Here endeth the inference.

An illustration

The expressions above are difficult to grasp intuitively, so instead we shall plot them! The plot below shows \(\textrm{pr}(\mathscr{H}_2|D)\) for different combinations of heads when two coins were each tossed 100 times.


Areas in green are those where \(\mathscr{H}_2\) is more likely; those in purple favour \(\mathscr{H}_1\).

It is easy to see the symmetry between heads and tails, and between coins A & B. Also, note the relatively sharp transition between the two regimes.

Decision theory

The inferences above are the optimal conclusions to draw from a given set of data. If all we had were the results of a fixed experiment, we’d be done. However, suppose we can get more data. It is clear that we should do so both because we might learn more about the properties of the coins, but also we get rewarded for getting heads. This naturally forces us to choose: which coin should we toss ?

Although Bayes doesn’t tell us what to do, the Evidence ratio tells us whether we have collected enough data to distinguish between the coins: pendantically which of the one- and two-parameters model is more probable given the data.

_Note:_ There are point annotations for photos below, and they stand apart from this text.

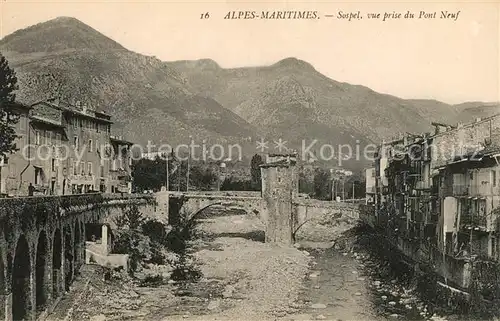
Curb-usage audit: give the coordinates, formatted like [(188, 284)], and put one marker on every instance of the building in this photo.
[(120, 171), (66, 148), (437, 196)]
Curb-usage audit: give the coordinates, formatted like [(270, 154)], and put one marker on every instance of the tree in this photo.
[(255, 171), (8, 84), (130, 238)]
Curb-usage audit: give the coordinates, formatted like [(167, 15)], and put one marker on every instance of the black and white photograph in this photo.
[(249, 160)]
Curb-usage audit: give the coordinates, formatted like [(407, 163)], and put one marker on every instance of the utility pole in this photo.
[(343, 190)]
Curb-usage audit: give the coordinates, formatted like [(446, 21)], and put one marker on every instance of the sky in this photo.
[(443, 59)]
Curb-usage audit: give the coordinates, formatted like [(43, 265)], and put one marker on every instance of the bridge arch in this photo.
[(68, 257), (21, 285), (57, 256), (42, 271)]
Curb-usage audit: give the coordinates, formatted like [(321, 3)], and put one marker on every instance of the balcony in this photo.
[(460, 190)]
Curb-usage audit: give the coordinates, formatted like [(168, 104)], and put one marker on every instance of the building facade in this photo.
[(65, 148), (437, 196)]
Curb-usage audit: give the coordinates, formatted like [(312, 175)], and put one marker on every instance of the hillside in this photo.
[(148, 100)]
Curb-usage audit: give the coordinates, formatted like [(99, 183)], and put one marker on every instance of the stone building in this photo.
[(64, 148)]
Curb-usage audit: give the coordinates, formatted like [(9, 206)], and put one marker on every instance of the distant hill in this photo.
[(167, 102)]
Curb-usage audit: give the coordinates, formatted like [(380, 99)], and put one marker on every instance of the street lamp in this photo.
[(332, 173), (189, 156)]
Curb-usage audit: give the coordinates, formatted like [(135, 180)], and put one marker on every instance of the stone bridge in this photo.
[(42, 246), (279, 228)]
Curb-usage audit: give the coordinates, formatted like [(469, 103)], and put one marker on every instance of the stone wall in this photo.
[(42, 246)]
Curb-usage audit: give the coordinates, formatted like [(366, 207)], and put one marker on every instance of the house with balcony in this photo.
[(13, 167)]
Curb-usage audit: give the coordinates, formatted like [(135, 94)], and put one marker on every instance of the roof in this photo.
[(46, 121), (17, 104), (491, 150)]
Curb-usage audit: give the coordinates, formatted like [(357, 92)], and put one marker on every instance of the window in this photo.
[(22, 123), (75, 142)]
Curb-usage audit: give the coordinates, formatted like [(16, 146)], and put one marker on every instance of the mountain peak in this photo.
[(58, 34), (292, 62)]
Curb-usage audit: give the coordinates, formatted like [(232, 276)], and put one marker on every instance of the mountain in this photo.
[(167, 102), (147, 99)]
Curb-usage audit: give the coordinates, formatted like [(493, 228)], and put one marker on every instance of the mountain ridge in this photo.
[(171, 101)]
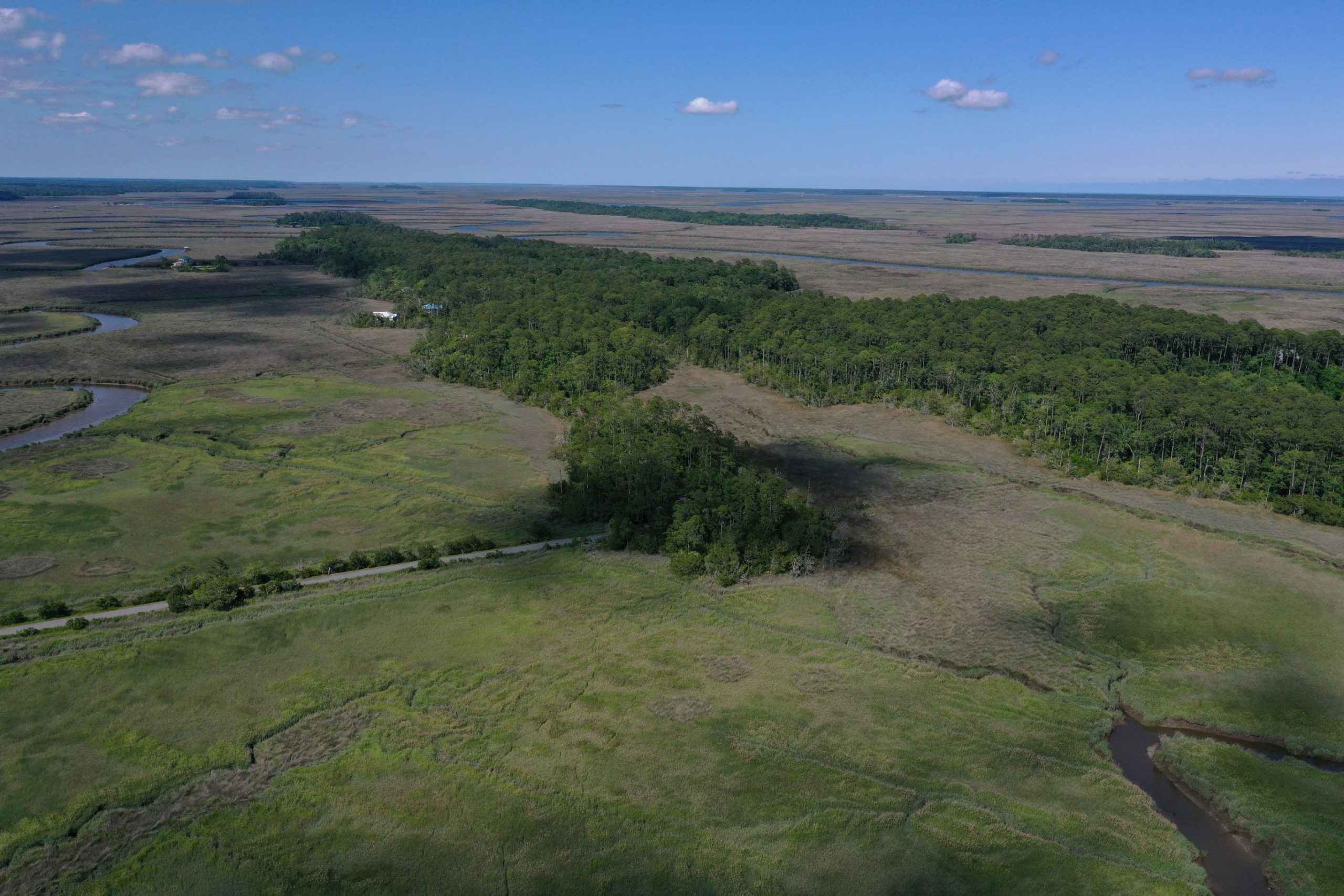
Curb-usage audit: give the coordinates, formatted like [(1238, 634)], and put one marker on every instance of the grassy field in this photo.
[(570, 723), (19, 407), (980, 561), (15, 328), (62, 257), (241, 233), (1287, 804), (928, 718), (273, 471)]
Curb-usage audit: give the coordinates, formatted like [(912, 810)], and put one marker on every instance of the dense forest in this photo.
[(324, 218), (1132, 246), (1138, 394), (733, 218)]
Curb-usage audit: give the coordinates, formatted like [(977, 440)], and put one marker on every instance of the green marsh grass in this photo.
[(279, 471), (586, 723)]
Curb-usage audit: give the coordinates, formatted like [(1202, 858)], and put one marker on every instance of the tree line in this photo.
[(1138, 394), (685, 215), (1129, 245)]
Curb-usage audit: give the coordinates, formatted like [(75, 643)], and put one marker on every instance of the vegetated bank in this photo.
[(1143, 395), (687, 217), (1303, 253), (1128, 245)]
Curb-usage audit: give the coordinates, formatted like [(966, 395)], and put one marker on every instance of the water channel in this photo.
[(108, 402)]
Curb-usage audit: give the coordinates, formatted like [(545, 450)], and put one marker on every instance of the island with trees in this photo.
[(687, 217), (1129, 245)]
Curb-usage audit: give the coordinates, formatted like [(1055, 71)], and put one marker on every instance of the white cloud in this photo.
[(1252, 76), (13, 88), (138, 54), (964, 97), (704, 107), (276, 124), (269, 120), (85, 120), (985, 100), (171, 83), (945, 90), (277, 62), (151, 54), (237, 113), (13, 19), (54, 44)]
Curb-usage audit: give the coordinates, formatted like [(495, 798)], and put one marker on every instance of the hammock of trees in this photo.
[(1132, 246), (324, 218), (1138, 394), (733, 218)]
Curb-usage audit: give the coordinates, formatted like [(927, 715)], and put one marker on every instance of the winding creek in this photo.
[(124, 262), (108, 400), (1233, 864)]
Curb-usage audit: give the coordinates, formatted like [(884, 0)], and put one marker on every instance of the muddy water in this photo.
[(1233, 866), (108, 402), (124, 262)]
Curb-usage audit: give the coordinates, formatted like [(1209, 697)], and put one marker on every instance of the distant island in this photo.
[(253, 198), (683, 215)]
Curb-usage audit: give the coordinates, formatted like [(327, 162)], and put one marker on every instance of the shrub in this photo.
[(221, 593), (467, 546), (723, 562), (424, 551), (687, 565), (54, 610)]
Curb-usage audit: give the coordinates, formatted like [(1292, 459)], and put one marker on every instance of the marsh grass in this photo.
[(1285, 804), (276, 471), (523, 729)]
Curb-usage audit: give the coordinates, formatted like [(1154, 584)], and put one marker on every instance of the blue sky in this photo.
[(1034, 93)]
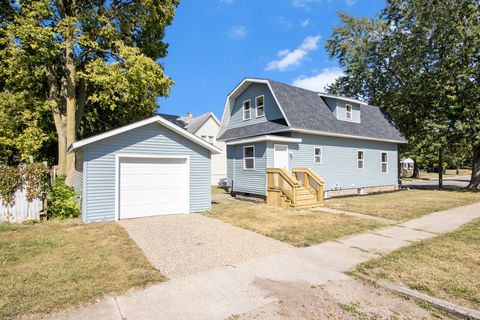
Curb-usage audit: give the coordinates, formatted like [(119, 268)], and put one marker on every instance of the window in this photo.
[(360, 159), (259, 103), (348, 111), (384, 162), (317, 155), (246, 110), (249, 158)]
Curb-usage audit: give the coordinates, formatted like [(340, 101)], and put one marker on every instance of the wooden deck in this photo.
[(303, 188)]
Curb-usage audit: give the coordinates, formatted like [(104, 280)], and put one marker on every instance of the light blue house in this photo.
[(151, 167), (349, 144)]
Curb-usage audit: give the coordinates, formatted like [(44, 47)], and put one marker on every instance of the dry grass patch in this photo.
[(56, 265), (296, 227), (447, 267), (404, 205), (449, 173)]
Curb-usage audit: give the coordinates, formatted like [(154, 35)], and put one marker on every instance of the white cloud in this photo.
[(305, 22), (289, 59), (320, 81), (283, 21), (238, 32), (303, 3)]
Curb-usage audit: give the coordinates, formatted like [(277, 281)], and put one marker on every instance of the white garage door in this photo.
[(152, 187)]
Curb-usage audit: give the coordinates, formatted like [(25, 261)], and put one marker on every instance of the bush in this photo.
[(61, 201), (10, 181)]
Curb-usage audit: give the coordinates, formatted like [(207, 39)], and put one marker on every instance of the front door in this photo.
[(280, 156)]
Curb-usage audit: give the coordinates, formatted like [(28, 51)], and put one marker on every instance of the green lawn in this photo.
[(404, 205), (449, 173), (296, 227), (447, 267), (56, 265)]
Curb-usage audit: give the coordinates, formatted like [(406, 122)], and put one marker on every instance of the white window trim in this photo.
[(249, 169), (363, 159), (250, 110), (263, 107), (347, 112), (381, 162), (314, 155)]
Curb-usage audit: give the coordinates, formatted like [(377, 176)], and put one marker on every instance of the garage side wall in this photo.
[(153, 139)]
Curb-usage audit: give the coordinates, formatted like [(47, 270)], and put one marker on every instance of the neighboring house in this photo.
[(351, 145), (206, 127), (148, 168)]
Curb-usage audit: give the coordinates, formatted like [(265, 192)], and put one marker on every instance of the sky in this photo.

This suggests a simple way to proceed: if the Evidence-ratio favours the one-parameter model focus on improving our inference; otherwise just exploit the best model.

I claim without proof that a sensible way to exploit things is to toss the coin with the highest fraction of heads. Remember we’re only going to do this, when we infer that the data we’ve collected distinguish between the two coins.

In the exploration phase, a couple of simple ideas appeal: prefer the rarest, and just guess!

Prefer the rarest

Intuitively it seems reasonably that if we can’t distinguish between the coins, we should explore the one we’ve tossed least often.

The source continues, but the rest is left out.